BNY Mellon operates 10 office sites in the UK, including its Europe, the Middle East and Africa headquarters in London.

The group employs almost 50,000 staff globally.

BlackRock told staff in the US that they would have to be fully vaccinated to go into office premises this summer, later confirming that the policy would not apply to offices in the UK or Europe.

Meanwhile Vanguard is offering its US-based employees $1,000 (€845) to get jabbed instead of mandating it. The firm says the incentive will not be offered to staff in the UK or Europe, though it “strongly encourages” employees to get a vaccine.

Employment experts in the UK continue to warn that "no jab, no job" policies could leave firms open to discrimination claims.

Caroline Walker, managing director at Cavendish Employment Law, says employers are obliged to have regard for their employees’ health and safety, which may require them to have regular testing to attend the workplace, “but this does not currently extend to mandatory vaccines”.

“In my opinion, the employer may be exposed to potential legal challenges if they sought to impose conditions on employees having Covid vaccines, which are currently only mandatory for employees working in care homes.”
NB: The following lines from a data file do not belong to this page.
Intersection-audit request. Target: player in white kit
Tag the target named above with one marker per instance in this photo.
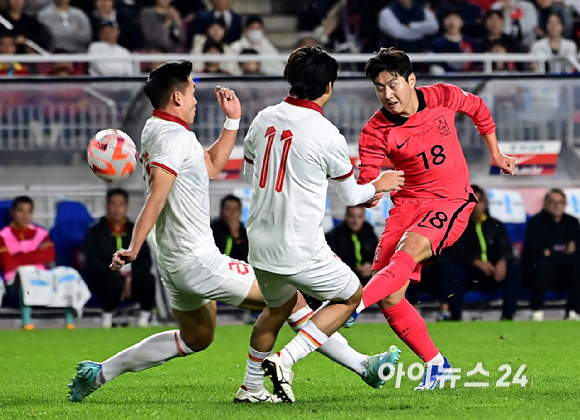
(177, 172)
(291, 151)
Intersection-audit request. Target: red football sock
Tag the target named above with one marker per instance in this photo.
(406, 322)
(390, 279)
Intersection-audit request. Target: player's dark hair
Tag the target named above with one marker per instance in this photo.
(394, 61)
(117, 191)
(229, 197)
(22, 199)
(165, 79)
(309, 70)
(554, 191)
She says the challenge for employers is to “carefully balance their duty of care” to all employees in respect of health and safety, “whilst respecting the freedom of choice for other employees in respect of whether they elect to take up the vaccine”.

Mr Parker says some employers may instead frame their policies in a more “permissive way”, by encouraging vaccination and welcoming those who have had theirs, rather than excluding others.

He says the duty of care owed to vaccinated employees is likely to be a key argument for employers seeking to justify mandatory vaccination, but adds: “It is only one factor, and employers will need to bear in mind the latest public health rules and guidance, the particular risks of their workplace/industry and near-term solutions such as some continuing hybrid work.”

A more common approach being taken, and one that is less likely to be subject to challenge by employees, according to Ms Walker, is to require staff to take lateral flow tests, temperature checks and isolate if they have Covid symptoms or have been in contact with anyone who has.

Thomas Gibbons, chief executive officer of BNY Mellon, confirmed that the business would roll out a hybrid work model for the majority of staff this year, but exact details have not been disclosed.

BNY Mellon was forced to drop plans to ban staff working from home in 2019 after employees threatened the firm with a lawsuit.

According to reports at the time, employees warned of an exodus of working parents at its London office.